As mensagens que o mercado não quis ouvir
Ao falar em melhora do gasto público e de prioridade à reforma tributária, Haddad aponta para uma inédita preocupação da esquerda com a eficiência do Estado
A repulsa do mercado ao discurso do ex-ministro Fernando Haddad no almoço promovido pela Febraban nesta sexta-feira, dia 25, se deve aos operadores não terem ouvido a primeira frase da mensagem: “Estou aqui em nome do presidente Lula e não falo em nome pessoal”. O cuidado do possível ministro da Fazenda em não se sentar no cargo antes de ser anunciado foi tomado como um desaforo. Num dia de mercado fraco — com a ressaca do pós-feriado de Ação de Graças nos EUA — o Ibovespa caiu 2,55% e o dólar fechou em alta de 1,89%.
Era um impasse insolúvel.

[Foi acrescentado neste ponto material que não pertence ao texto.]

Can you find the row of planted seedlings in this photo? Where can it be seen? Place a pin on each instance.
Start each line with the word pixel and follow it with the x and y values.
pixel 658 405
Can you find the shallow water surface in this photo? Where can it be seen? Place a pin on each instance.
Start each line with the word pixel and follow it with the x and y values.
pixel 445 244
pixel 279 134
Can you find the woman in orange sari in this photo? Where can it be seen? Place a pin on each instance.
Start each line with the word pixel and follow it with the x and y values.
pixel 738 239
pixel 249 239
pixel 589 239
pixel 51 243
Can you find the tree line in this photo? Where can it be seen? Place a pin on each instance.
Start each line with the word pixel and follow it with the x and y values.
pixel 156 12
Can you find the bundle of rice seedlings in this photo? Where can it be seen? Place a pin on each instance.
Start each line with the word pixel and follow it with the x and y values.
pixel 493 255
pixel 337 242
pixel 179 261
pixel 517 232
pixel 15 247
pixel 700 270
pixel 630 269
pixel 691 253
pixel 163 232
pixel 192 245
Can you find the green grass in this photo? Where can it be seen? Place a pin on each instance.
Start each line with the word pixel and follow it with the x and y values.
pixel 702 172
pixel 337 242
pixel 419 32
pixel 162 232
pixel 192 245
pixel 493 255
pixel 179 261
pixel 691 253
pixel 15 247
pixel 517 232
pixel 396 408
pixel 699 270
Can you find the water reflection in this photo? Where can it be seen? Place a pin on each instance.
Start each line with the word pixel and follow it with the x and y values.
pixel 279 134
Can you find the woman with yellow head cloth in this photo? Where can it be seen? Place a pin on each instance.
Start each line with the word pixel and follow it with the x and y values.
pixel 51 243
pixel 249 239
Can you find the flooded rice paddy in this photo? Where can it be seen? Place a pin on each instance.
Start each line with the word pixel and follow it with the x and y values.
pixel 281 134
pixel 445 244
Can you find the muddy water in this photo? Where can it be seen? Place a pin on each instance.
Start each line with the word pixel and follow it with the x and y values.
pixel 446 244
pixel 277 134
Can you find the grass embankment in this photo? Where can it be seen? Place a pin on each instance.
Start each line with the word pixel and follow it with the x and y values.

O que o mercado queria ouvir — uma definição da nova âncora fiscal ou a dimensão valor/tempo da PEC da Transição –, Haddad não podia falar. O que o ex-ministro podia falar, os operadores não queriam ouvir.
É fato que faltou ao discurso de Haddad sinalizações simples à responsabilidade fiscal para além do desgastado “nos oito anos do governo Lula…”, mas a irritação dos operadores os impediu de ouvir pontos relevantes do discurso:
· Ele defendeu a continuação da proposta de reforma tributária de Bernardo Appy que gera a maior simplificação de impostos estaduais e municipais da história. É primeira vez que um governo — seja de esquerda ou direita — coloca a reforma tributária como sua prioridade legislativa;
· Ele reforçou que o problema de muitos setores do governo não é orçamento, mas a qualidade do gasto público. Citou especificamente a experiência petista com o Bolsa Família, justamente o cerne dos debates sobre o orçamento de 2023. É o mesmo que dizer que, provavelmente, o novo governo poderá entregar o que prometeu nas urnas com menos que os R$ 175 bilhões pedidos de extraorçamento para 2023;
· Impedido de falar sobre a PEC da Transição (afinal não participa das negociações), Haddad disse a frase que, pela primeira vez na boca de um petista, junta preocupações fiscais e sociais: “Vamos analisar as demandas da sociedade, analisar também o impacto disso do ponto de vista de juros futuros, de trajetória de dívida e de atendimento da população para chegar a um denominador comum”.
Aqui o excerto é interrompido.